Aid for nutrition. Can investments to scale up nutrition actions be accurately tracked ?
This report assesses nutrition funding by major bilateral, multilateral and private donors from 2005 to 2009. Through the OECD's Creditor Reporting System (CRS) database, the paper analyses the transparency, quantity (adequacy) and quality (effectiveness) of aid for nutrition. It raises key questions on actions needed to address undernutrition: Is enough money being invested in the right interventions to tackle undernutrition ? Is the money being invested at the right time ? Are the interventions reaching those most affected by undernutrition ?

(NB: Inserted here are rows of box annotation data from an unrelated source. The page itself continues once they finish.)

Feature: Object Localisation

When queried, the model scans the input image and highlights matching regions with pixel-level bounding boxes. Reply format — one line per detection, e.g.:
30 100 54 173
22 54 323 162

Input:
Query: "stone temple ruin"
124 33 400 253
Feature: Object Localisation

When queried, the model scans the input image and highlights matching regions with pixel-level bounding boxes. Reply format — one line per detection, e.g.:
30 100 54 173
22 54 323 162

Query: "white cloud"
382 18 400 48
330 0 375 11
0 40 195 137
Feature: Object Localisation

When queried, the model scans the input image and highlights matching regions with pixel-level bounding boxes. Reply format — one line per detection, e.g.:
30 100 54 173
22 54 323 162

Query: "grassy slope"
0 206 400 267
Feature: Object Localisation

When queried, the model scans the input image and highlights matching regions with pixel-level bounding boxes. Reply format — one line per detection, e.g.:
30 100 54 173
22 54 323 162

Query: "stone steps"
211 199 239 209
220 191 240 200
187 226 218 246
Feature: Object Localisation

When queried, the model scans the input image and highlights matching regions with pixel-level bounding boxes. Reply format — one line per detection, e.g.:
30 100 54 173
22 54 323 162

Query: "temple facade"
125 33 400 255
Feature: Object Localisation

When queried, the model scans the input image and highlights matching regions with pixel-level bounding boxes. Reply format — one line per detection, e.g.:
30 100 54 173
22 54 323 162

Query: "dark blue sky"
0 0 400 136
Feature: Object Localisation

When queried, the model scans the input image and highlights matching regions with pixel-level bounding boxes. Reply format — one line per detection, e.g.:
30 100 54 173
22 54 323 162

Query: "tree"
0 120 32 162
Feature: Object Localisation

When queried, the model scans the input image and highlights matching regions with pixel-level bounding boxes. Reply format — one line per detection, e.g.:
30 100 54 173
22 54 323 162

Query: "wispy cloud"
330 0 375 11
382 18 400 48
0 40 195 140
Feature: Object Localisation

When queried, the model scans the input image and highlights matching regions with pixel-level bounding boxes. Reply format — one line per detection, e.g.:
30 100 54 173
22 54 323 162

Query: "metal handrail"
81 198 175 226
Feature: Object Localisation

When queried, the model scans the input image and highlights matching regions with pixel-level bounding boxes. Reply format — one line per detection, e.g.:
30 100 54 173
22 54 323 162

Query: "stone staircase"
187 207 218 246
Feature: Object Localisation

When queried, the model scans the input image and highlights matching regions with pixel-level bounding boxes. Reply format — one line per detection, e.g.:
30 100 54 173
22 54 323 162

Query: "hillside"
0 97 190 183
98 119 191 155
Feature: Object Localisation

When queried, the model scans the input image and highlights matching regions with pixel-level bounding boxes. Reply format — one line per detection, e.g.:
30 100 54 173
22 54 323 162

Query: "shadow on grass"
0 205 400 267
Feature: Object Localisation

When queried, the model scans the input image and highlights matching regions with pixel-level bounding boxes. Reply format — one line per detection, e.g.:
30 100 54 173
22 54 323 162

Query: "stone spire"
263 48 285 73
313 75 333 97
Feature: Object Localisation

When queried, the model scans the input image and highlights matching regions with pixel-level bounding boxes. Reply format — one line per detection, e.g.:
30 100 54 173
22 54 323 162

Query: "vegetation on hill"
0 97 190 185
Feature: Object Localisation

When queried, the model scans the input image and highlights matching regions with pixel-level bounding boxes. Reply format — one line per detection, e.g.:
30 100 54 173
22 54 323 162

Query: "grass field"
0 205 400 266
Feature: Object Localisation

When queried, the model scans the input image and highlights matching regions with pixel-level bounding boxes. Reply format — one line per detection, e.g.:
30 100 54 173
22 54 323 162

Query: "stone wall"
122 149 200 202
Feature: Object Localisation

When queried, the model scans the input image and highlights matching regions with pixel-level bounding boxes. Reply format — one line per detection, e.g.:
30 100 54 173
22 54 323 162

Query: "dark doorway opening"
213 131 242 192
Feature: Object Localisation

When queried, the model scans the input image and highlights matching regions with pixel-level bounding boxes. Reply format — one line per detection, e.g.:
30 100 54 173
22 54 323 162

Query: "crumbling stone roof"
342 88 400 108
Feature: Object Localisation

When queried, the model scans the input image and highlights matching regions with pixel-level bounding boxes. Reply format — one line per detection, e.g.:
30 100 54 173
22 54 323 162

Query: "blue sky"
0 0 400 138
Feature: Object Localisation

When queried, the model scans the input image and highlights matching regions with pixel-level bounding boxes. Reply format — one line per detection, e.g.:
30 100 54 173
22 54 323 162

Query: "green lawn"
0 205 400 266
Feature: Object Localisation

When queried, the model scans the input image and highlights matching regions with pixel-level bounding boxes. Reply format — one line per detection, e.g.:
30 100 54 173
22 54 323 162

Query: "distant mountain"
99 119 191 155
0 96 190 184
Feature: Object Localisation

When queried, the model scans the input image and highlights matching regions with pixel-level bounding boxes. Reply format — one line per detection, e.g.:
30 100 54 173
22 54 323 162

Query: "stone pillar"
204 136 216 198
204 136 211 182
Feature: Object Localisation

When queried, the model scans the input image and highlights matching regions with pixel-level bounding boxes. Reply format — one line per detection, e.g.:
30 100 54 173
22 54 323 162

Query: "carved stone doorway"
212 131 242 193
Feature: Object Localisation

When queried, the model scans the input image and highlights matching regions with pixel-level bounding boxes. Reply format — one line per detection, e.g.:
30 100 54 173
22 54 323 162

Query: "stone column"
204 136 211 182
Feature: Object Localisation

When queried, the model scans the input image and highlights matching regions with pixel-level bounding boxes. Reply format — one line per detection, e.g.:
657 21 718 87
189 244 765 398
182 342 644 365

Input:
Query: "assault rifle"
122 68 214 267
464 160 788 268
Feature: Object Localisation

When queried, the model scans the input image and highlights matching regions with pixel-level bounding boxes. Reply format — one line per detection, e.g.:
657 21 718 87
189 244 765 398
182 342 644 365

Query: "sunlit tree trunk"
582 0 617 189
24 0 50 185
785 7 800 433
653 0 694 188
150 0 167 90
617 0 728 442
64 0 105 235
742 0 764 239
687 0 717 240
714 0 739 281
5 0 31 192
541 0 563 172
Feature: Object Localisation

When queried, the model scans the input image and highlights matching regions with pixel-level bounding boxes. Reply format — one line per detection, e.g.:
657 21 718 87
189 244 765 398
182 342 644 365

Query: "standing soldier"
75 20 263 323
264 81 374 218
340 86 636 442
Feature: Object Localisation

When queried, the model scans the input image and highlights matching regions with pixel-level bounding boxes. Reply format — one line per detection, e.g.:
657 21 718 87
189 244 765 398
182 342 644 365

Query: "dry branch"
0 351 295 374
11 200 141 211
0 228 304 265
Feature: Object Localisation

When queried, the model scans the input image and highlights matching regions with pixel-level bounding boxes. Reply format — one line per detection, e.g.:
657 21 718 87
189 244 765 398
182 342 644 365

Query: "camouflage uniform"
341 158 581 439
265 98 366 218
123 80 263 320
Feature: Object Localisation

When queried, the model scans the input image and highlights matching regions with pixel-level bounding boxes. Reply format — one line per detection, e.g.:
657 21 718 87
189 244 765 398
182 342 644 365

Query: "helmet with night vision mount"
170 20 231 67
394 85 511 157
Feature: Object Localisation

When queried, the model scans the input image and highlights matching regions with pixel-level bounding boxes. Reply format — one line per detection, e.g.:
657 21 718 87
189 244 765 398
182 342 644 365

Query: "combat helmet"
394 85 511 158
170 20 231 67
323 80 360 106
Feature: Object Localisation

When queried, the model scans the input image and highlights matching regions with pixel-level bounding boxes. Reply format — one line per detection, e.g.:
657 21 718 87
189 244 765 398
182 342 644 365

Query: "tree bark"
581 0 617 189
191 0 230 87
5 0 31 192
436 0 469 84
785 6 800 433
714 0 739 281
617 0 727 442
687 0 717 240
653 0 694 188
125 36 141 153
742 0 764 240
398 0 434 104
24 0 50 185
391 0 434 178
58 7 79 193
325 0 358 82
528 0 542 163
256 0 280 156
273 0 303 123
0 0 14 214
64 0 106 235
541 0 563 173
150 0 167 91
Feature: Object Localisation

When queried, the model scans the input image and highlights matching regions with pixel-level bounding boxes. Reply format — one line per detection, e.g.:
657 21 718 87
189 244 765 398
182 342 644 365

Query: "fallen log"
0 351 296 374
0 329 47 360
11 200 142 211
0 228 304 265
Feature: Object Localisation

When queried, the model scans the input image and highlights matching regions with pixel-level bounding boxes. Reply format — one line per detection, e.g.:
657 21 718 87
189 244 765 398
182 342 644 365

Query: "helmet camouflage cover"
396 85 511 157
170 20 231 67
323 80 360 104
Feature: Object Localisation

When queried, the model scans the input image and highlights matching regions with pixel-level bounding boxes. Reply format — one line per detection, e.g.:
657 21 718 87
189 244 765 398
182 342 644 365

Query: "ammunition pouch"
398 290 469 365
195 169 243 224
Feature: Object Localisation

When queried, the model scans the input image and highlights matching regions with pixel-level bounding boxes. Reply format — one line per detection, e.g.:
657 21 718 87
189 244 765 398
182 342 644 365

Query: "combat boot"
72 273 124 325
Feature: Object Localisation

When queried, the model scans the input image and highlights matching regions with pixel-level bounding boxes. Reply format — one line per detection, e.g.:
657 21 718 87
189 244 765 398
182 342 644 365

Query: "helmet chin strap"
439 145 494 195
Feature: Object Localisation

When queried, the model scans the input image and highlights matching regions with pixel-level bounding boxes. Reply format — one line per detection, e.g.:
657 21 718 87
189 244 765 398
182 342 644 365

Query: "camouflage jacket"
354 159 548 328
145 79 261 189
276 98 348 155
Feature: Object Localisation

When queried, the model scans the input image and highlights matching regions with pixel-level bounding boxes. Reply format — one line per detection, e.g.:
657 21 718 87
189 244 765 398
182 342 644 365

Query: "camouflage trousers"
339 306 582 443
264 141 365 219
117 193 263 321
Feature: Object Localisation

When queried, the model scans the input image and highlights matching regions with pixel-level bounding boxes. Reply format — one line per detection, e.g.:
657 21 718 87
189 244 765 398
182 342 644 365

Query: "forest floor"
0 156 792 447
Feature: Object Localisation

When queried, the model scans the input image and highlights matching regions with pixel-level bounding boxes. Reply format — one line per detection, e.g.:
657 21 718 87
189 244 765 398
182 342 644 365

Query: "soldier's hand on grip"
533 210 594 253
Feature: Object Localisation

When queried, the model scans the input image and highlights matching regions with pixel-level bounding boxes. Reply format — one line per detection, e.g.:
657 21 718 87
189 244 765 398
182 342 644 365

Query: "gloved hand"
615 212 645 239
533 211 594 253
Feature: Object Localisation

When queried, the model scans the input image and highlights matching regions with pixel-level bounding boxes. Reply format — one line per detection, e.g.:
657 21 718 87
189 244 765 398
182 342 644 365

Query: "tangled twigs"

The report provides recommendations on what can be done to scale up the response to undernutrition effectively. Individual donor analyses were carried out for 10 major donors: Canada, the EU, the UK, Ireland, the United States, Spain, Sweden, Norway, UNICEF and the World Bank (the IDA). For 2009, the study presents a separate analysis based on additional data for some donors (ECHO, France and the Bill & Melinda Gates Fondation) to generate an estimate on nutrition funding. The report found that poor reporting to the OECd's CRS database by key donors (such as the EU, France, WFP, FAO, WHO) limits the effectiveness of the CRS as a single source of data for monitoring donor aid activities. This also results in difficult tracking of ODA in nutrition, thus hindering donors' transparency and accountability. The report found that investments in nutrition are currently inadequate, with the majority of funding going towards direct nutrition interventions in response to humanitarian crises reflecting the short term nature of aid for nutrition. Furthermore, nutrition aid is not always directed to countries with the highest burdens of undernutrition, and many donors fail to honour commitments. Based on their findings, Action Against Hunger recommends that donors must commit to aid transparency principles by improving reporting practices, donors and governments must increase their investments in direct or nutrition-specific interventions, the treatment and prevention of undernutrition must also be targeted in non-emergency situations, and an annual review of investments in nutrition must be done to keep the paucity of funding for nutrition high on the political agenda.